Abbott has set a January 4 closing date for its previously announced St. Jude Medical acquisition, and the deal has now successfully received regulatory approval.
St. Jude Medical will add medical devices, diagnostics, nutritionals and branded generic pharmaceuticals to Abbott's roster of products.
"We continue to deliberately shape our business for long-term success by securing leadership positions in attractive markets and focusing on customer needs," said Abbott's chairman and CEO, Miles D. White, in a statement. He noted that adding St. Jude “creates one of the broadest medical device portfolios in the world.”
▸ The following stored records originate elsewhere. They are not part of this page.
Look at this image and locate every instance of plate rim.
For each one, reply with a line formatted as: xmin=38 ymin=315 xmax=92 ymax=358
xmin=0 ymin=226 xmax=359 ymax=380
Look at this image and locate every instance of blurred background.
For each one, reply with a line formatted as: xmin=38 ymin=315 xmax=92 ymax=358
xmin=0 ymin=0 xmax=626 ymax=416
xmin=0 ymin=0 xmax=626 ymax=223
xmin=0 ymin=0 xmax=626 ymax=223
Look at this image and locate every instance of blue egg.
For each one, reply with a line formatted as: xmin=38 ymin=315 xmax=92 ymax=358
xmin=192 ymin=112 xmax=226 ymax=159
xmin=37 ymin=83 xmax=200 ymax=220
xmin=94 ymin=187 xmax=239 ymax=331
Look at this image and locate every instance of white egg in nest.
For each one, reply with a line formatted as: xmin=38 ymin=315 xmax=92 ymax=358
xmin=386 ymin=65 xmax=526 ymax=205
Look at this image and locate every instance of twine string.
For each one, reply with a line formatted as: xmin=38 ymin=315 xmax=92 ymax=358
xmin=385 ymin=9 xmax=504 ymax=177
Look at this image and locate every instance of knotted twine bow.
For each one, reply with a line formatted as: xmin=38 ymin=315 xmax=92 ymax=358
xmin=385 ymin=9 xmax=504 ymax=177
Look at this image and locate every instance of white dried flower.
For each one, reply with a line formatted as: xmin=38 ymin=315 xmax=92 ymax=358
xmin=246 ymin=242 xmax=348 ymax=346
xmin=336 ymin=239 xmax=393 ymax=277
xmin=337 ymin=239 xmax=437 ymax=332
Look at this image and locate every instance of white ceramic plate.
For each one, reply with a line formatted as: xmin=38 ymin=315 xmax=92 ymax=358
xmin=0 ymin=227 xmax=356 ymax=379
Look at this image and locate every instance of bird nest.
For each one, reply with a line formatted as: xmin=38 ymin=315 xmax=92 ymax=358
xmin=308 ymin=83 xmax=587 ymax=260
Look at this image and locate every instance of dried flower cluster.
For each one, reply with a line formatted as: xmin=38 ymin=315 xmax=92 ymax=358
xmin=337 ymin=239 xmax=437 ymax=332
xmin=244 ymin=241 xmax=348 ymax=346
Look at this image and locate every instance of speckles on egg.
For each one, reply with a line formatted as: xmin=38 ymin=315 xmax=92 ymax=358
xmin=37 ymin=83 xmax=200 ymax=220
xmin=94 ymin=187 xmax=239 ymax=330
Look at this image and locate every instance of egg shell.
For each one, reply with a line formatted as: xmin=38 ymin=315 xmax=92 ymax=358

The deal boosts Abbott's presence in a number of key sectors, including cardiovascular and neuromodulation patient care, by bringing into the fold St. Jude Medical's assets in atrial fibrillation, heart failure, structural heart, and chronic pain arenas. These combine with Abbott's own assets in coronary interventions and mitral valve disease.
“Together, the company will compete in nearly every area of the $30 billion cardiovascular market and hold the No. 1 or 2 positions across large and high-growth cardiovascular device markets,” according to the release.
It is estimated that the combined cardiovascular and neuromodulation portfolio will hit about $8.7 billion in annual sales.
Plans now call for a number of products to come to market in the next few years. That's important, stressed White, because just having the current best solutions is no longer enough. “Customers today want partners who offer breakthrough technologies along with a broad portfolio of solutions to help them better care for their patients," he stated.
The roughly $25 billion deal first came to light in late April, 2016, as HCB News reported at the time. It was driven by the synergy in the cardiovascular arena, but also had positive positioning impact in diabetes, vision, and neuromodulation patient care products.
"Bringing together these two great companies will create a premier medical device business and immediately advance Abbott's strategic and competitive position," White said at the time.
In October, 2016, Abbott and St. Jude Medical announced a $1.2 billion all-cash deal to sell their vascular closure and electrophysiology businesses to Terumo Corporation.
The transaction depends on the successful completion of Abbott's acquisition of St. Jude Medical and antitrust regulatory approvals. Plans call for the sales to Terumo to happen after the St. Jude Medical-Abbott deal finalizes. If that merger doesn't happen then the Terumo deal would be off, the company stated at the time
In September, 2016, Abbott Medical Optics went to Johnson & Johnson for $4.325 billion in cash. White noted at that time that the company had “been actively and strategically shaping our portfolio, which has recently focused on developing leadership positions in cardiovascular devices and expanding diagnostics."
Another deal has soured, however. Abbott and Alere are suing each other over their $5.8 billion deal, according to Reuters
, which noted that Alere “had failed to file financial statements and disclosed probes into billing and foreign sales practices.”
Some of the new products heading to market from the combined firms include the just-FDA-approved EnSite Precision, which creates cardiac maps allowing precise guidance of catheters during ablation.
In addition, on the near-term horizon, the ConfirmRx is heading to market. This implantable heart monitor provides for remote arrhythmia detection, diagnosis and treatment.
Also on the way are the HeartMate 3, which is used in advanced-stage heart failure is nearing launch; the Portico Transcatheter Aortic Heart Valve, which combats aortic stenosis; the Proclaim DRG system, used for chronic pain; the novel bioresorbable coronary stent Absorb; and the global rollout of the MitraClip, a transcatheter mitral valve repair device.
By 2020 the company believes that it will reach “annual pre-tax synergies of $500 million.”